Antiguamente la ribera del río Aguas Limpias a su paso por Sallent, con su frondosa vegetación de ribera, el nivel de sus aguas podía subir hasta un metro más de su altura habitual, cuando se producían sus famosas crecidas a causa del deshielo, aunque no se recuerda en la memoria popular que alguna vez llegara a inundarlas calles de la villa. En la actualidad, la orilla del río cumple como función un uso temático. En el invierno en el río se produce un fuerte estiaje debido a la retención del agua de la innivación. 

El río Aguas Limpias nace en el circo de Piedrafita, donde se deposita una enorme cantidad de nieve durante la estación invernal. Por ello, con sus crecidas en primavera, ha ido oradando el relieve por el que discurre formando numerosos pasos estrechos y cascadas mitigadas en parte por la construcción de los embalses de Respomuso y la Sarra.

El río Gállego “en latín Gallicus flumen”, tiene más de 200 km. de longitud total y nace a 2.200 m. de altura, en una de las zonas más lluviosas de España, aguas arriba de la estación invernal de Formigal. En la parte más alta de su recorrido fluye por el Valle del Tena recorriendo los municipios de Sallent, Panticosa y Biescas, recibiento las aguas de algunos afluentes, como el Aguas Limpias, el Caldarés y el Escarra, que determinan el carácter nival de su régimen. A partir de Sabiñánigo prosigue de nuevo su primitivo curso norte-sur hasta su incorporación al río Ebro, en Zaragoza. 


La tarde la dedicamos a visitar el Valle de Echo y Ansó donde destacan la arquitectura popular en forma de casas de piedras entre callejuelas sinuosas y empedradas. El Parque Natural de los Valles Occidentales colinda con Francia y Navarra, en el extremo occidental del Pirineo Aragonés. Su relieve ha sido modelado por la gubia de la naturaleza “los glaciares y la erosión de su terreno kárstico”. 

Posee un pasado histórico, poblado desde la Antigüedad. El territorio ha sido testigo de la presencia romana y de parte de la infancia de Alfonso I el Batallador, primer rey de Aragón, en cuya gestación desempeñó un importante papel el Monasterio de Siresa.

Un hermoso paisaje que conjuga elementos naturales con la mano del hombre manteniendo la arquitectura popular, en armonía con el casco urbano. Unas importantes señas de identidad que van desde el traje tradicional hasta el folklore y la lengua en vías de extinción.

Su término municipal abarca toda la frontera con Francia hasta Candanchú debido a los complejos procesos históricos. El aislamiento orográfico lo ha convertido en uno de los valles pirenáicos mejor conservados, tanto medioambiental, como cultural.

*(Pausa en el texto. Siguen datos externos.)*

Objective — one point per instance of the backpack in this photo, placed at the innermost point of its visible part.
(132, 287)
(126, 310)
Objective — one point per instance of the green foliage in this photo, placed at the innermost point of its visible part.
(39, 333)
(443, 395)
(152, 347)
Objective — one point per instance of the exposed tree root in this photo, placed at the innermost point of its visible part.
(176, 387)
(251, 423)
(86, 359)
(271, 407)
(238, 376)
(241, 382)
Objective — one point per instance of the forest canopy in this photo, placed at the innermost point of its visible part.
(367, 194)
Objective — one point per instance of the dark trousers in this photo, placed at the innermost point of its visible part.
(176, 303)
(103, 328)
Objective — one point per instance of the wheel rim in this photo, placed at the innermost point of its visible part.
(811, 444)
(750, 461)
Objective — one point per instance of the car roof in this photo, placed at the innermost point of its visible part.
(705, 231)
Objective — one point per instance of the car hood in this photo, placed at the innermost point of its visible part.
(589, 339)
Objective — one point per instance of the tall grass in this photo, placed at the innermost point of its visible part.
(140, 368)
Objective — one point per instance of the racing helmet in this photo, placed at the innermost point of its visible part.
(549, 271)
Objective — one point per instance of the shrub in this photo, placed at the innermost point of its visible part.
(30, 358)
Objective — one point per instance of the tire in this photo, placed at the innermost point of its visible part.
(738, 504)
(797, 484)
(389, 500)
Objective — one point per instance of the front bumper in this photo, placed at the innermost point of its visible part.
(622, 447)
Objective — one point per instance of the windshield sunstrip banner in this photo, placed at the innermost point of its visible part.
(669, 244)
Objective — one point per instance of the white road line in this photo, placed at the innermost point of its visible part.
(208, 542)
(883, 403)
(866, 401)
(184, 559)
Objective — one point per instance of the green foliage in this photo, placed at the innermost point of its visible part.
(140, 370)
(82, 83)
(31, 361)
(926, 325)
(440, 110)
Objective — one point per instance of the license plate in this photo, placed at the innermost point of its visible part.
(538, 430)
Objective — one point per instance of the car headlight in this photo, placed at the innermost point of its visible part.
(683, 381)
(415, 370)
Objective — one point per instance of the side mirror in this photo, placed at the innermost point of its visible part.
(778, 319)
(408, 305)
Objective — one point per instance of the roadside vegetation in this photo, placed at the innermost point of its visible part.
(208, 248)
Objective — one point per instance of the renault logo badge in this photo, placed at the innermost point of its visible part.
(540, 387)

Tras el fracaso del Reino de Navarra y el Vizcondado de Bearn en una disputa entre Roncal y Baretous, ambos bandos eligieron a los ansotanos como jueces. El 6 de octubre de 1375 “seis hombres buenos de Ansó” con el alcalde a la cabeza dictaron sentencia en un juicio que tuvo lugar bajo el atrio de la iglesia de San Pedro de Ansó emplazando a sus vecinos a la firma del Tratado de las Tres Vacas, que se ha cumplido hasta el día de hoy.

Ansó está situado en el valle más occidental del Pirineo Aragonés, en el Valle Natural de los Valles Occidentales. Sus habitantes se dedican a la ganadería, la explotación forestal y el turismo. Es un pueblo rodeado de una naturaleza muy bella, rodeados de verdes prados ganados al bosque con mucho esfuerzo.

En el término de Ansó se pueden ver valles glaciares, cotas que superan los 2.000 metros, amplias masas forestales muy bien conservadas, flora autóctona de alta montaña. Es sin duda alguna, uno de los enclaves más interesantes del Pirineo Aragonés, por los valores que alberga. 

El Parque Natural de los Valles Occidentales abarca los términos municipales de Aísa, Ansó, Aragües del Puerto, Borau y el Valle del Hecho. Con un total de 27.073 ha. cuya altura máxima es el pico de Bisaurín con 2.676 m. 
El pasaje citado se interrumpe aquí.